INSIGNIFICÂNCIA –  do prefixo latino de negação in-, mais significans, relacionado a significare, “mostrar por sinais”, de signum, “sinal”, mais a raiz de facere, “fazer”.

 

BOBAGEM –  “coisa de bobos”, do Latim balbus, “gago’, de origem onomatopaica. Em outras épocas se ligava esse problema de fala ao retardamento mental, uma noção completamente errada.

 

MIXARIA –  vem de mixe, “de pouco valor, insignificante, sem graça”, possivelmente do Guarani mi’xi, “pequeno, escasso”.

 

BESTEIRA –  deriva de besta, no sentido de “animal irracional”, do Latim bestia, “animal em geral”. Ou seja, designa um ato feito com escassa reflexão, algo de escasso valor.

 

FRIOLEIRA –  do Latim frivolus, “sem valor, vão, fútil”. Origina-se de friare, “triturar, quebrar”. A metáfora aqui é com cacos de cerâmica rotos, que para nada servem.

 

NONADA –  para designar alguma coisa insigniificante, sem valor, esta palavra foi inventada no século XIV, a partir de não e nada.

 

QUINQUILHARIA –  Do Francês quincaille, “mercadoria barata”, de clinquaille, derivado de cliquer, “fazer ruído”, de origem onomatopaica.

 

PARVOÍCE –  do Latim parvulus, diminutivo de parvus, “pequeno, miúdo, tolo” muitas vezes aplicado a crianças de tenra idade.

 

RIDICULARIA –  vem de ridículo, que vem do Latim ridiculus, “aquilo que desperta o riso, que não é levado a sério”, derivado de ridere, “rir”.

 

INÂNIA –  mais uma pouco usada.
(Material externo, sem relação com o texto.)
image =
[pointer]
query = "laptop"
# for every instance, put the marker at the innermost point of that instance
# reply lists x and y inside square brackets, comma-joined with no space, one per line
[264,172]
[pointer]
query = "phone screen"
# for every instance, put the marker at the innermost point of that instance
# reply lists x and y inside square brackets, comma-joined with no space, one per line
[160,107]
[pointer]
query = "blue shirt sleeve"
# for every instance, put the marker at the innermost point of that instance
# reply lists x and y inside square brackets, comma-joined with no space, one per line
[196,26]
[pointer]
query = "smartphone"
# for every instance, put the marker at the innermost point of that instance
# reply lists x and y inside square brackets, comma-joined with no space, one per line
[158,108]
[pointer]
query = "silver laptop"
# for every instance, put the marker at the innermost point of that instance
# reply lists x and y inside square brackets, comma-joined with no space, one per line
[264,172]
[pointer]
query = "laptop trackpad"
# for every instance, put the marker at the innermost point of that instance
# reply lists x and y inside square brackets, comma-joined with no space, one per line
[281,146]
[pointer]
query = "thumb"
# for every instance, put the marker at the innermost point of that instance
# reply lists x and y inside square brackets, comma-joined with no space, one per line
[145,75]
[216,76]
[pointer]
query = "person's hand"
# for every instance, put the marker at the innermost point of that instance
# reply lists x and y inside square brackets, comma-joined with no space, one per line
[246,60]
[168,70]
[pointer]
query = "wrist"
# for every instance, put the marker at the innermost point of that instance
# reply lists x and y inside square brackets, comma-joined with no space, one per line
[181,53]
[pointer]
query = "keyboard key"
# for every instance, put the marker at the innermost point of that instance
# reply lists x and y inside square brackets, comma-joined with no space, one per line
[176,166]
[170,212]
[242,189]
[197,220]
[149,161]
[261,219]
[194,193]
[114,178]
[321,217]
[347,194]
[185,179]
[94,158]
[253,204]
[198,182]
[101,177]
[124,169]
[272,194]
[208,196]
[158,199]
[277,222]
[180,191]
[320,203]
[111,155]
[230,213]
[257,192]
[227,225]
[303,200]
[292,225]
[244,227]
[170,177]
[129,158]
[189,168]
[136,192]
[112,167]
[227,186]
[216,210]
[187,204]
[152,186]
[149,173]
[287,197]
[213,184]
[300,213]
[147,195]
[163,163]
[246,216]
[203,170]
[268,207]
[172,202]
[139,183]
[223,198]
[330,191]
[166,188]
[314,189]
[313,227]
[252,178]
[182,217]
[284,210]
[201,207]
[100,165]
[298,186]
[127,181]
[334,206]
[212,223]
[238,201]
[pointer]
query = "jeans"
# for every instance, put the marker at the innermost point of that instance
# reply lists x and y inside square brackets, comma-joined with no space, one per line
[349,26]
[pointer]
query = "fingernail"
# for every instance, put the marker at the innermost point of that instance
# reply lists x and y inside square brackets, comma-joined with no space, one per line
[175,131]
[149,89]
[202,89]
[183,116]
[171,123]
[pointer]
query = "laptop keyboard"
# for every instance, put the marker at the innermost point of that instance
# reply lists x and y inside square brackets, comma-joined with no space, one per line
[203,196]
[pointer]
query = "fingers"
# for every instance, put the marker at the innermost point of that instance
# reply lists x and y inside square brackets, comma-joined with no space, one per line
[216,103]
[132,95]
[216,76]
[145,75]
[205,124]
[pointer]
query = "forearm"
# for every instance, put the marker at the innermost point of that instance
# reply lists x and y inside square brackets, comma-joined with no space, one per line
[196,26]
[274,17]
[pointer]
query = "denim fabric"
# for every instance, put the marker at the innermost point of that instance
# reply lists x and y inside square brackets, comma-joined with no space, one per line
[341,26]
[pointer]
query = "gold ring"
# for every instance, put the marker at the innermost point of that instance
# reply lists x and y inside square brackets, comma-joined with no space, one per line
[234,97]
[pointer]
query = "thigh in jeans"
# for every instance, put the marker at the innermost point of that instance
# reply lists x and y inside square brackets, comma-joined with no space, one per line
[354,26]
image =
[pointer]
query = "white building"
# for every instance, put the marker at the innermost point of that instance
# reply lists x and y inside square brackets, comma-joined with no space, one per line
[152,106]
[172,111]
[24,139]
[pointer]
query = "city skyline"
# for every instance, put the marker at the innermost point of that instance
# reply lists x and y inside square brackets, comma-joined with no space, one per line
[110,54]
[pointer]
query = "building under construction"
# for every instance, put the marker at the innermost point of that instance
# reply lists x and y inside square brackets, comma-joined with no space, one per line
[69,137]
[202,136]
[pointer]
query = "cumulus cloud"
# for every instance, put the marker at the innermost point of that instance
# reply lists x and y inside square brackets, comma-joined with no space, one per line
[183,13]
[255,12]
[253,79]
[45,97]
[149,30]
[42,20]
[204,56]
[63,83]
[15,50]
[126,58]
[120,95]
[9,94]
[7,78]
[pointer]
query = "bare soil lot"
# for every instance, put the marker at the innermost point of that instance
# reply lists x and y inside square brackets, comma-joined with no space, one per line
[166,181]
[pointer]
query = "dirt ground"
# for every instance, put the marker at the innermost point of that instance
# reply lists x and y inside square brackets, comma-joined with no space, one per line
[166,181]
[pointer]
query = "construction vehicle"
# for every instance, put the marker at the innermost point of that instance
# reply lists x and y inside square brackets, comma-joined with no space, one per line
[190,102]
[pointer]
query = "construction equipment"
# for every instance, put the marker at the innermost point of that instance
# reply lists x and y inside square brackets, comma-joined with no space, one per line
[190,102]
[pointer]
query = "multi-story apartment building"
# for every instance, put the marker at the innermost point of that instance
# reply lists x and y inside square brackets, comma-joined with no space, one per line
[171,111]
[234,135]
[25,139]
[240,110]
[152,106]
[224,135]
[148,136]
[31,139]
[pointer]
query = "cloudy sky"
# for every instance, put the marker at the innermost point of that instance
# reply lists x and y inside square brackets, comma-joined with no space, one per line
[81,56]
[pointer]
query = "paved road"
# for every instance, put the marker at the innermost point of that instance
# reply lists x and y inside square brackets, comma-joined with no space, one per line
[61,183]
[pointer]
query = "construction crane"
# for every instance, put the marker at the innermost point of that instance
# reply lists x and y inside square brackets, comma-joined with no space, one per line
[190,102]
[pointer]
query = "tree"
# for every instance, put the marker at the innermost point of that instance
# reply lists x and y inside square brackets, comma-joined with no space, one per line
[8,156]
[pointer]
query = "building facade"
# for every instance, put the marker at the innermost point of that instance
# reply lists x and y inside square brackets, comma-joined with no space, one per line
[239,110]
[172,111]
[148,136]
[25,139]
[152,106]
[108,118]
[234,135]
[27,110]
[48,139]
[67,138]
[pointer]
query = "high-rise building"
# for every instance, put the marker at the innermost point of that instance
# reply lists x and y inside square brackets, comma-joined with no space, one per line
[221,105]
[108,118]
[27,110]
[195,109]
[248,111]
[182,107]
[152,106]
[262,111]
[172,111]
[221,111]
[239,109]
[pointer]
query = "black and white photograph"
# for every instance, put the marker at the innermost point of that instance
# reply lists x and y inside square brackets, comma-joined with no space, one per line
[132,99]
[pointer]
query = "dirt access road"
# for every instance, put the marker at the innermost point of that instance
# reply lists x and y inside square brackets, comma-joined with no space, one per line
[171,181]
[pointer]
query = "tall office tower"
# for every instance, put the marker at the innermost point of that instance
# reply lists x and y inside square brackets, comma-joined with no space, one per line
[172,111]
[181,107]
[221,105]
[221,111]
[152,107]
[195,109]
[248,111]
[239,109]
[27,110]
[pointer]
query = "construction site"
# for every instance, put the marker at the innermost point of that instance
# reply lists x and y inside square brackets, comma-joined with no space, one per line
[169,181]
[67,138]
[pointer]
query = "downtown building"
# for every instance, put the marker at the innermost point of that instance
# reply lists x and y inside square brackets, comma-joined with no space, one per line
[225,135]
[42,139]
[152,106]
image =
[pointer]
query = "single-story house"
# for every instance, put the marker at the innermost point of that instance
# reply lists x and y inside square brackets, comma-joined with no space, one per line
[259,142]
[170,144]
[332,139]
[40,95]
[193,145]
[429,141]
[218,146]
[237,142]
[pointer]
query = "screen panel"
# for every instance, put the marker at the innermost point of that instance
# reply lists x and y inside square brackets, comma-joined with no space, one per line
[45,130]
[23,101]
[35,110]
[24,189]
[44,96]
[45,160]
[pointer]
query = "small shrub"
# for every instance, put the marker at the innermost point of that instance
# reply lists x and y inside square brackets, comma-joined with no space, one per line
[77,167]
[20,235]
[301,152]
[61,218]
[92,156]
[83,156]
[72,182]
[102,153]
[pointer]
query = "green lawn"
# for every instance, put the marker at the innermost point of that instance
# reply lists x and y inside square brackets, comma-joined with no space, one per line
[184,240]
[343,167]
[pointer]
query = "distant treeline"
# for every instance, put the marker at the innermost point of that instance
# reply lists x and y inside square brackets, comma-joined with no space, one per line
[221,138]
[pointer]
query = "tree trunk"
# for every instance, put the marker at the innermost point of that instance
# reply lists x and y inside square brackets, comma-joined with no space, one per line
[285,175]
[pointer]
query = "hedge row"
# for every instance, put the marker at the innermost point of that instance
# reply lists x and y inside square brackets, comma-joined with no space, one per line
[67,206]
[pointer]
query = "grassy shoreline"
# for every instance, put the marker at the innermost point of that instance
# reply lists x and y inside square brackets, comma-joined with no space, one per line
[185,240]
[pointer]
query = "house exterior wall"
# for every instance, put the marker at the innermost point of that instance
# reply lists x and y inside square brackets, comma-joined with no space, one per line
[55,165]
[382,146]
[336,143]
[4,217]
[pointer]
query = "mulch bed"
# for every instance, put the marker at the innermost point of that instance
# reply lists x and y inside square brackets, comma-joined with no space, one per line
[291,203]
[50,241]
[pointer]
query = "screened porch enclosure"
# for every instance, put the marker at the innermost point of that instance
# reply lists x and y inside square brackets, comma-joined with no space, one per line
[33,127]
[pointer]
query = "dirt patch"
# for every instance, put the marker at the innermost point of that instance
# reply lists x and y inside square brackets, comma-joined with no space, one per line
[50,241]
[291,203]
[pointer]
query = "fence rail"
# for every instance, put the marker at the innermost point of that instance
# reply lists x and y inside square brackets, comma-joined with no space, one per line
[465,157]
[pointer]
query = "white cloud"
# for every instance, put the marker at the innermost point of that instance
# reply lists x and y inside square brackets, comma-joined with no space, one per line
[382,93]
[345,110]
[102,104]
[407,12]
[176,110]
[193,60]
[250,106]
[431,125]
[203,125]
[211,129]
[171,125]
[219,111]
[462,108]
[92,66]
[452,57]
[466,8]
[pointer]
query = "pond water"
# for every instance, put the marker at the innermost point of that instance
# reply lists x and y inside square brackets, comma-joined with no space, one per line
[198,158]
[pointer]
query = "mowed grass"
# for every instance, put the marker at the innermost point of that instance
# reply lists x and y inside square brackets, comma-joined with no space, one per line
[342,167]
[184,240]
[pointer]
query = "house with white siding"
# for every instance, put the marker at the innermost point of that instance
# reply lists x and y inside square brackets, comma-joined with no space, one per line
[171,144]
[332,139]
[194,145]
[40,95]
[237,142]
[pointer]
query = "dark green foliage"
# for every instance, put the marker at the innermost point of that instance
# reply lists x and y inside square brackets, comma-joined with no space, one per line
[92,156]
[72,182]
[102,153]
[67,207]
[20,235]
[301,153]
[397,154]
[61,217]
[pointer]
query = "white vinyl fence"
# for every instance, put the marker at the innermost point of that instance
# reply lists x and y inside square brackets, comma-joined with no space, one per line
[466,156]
Significa “vazio, inútil” e vem do Latim inanis, “pobre, vazio”.

 

FUTILIDADE –  ela vem do Latim futilis, “sem valor, vazio”, literalmente “o que se derrama com facilidade”, portanto “facilmente esvaziado, não-confiável, vazando”, de fundere, “derreter, derramar”.

 

NUGA –  do Latim nugae, “frivolidades, bagatelas”.

 

NULIDADE –  vem de nulo, do Latim nullus, “inexistente, sem valor, inepto”, de ne-, negativo, mais ullus, “alguém”, que veio de unullus, um diminutivo de unus, “um”.

 

Resposta:

curiosidade

Gostaria de saber a origem das palavras:
energúmeno, abobalhado e atarantado.

Mais uma vez parabens pelo site.

Resposta:

1) Do Latim ENERGUMENOS, do Grego ENERGOÚMENOS, “possuído pelo demônio”, derivado de ERGON, “trabalho, ação, reação”.

2) De “bobo”, do L. BALBUS, “gago’, de origem onomatopaica. “Bobagem”  também veio daí, claro.

3) Do Espanhol ATARANTAR, “perturbar o raciocínio, desorientar-se, aturdir-se”, de TARÁNTULA, o nome de um tipo de aranha da cidade de Taranto, na Itália, da qual se dizia provocar grande agitação com sua mordida.

Essa agitação foi a inspiração para a dança italiana conhecida como TARANTELLA.

Em Inglês seu nome foi popularmente trocado com o das aranhas caranguejeiras; por essa razão se vê nos filmes estas grandalhonas inofensivas serem chamadas de “tarântulas”.

O nome da aranha vem de TARAS, possivelmente do Ilírico DARANDOS, “carvalho”.

Gratos pelo elogio.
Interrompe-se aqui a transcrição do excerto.